Reminds me of growing up, when we always answered the phone. That was a long time ago, before cell phones and answering machines, in the days when the phone rang and you could count on it being a relative or friend or someone you did business with. During my teenage years back in the days of the dinosaurs, I was either on the phone talking to friends for hours, or I wasn’t in the house.
My dad worked out of town and was only home on intermittent weekends. He was one of those guys who took the newspaper with him into the bathroom when nature called. He’d be in there reading the sports page when the phone rang. Back then, though, there weren’t lying, cheating jerks who wanted to fleece us over the telephone. So when the phone rang, we answered it. Also, because there weren’t answering machines, the phone just kept ringing. Teenage girls figured you were in the bathroom popping zits or something and they’d just let it ring until you got done and answered. Or, if they were lucky, your cute brother would pick up the phone and you could talk to him until he realized it wasn’t one of the girls in his class but some dumb kid.

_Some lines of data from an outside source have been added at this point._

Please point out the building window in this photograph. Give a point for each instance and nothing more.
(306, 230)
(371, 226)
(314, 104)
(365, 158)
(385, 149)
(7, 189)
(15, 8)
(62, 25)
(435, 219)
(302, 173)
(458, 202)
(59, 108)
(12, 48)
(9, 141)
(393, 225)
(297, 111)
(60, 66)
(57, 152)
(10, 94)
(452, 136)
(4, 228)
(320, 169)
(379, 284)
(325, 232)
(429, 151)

After a few thousand rings my dad would throw the newspaper down, pull up his pants, clutching them at the waist because he had to return to the bathroom and finish up, and stomp to the phone. He thought that if the phone was ringing all that time, it must be an emergency. He growled, “HELLO!” Either the friend thought to herself, “Oh crap,” and hung up on him, or she said in a mouse’s voice, “Is Suzy there?” He yelled, “NO!” and slammed the phone down.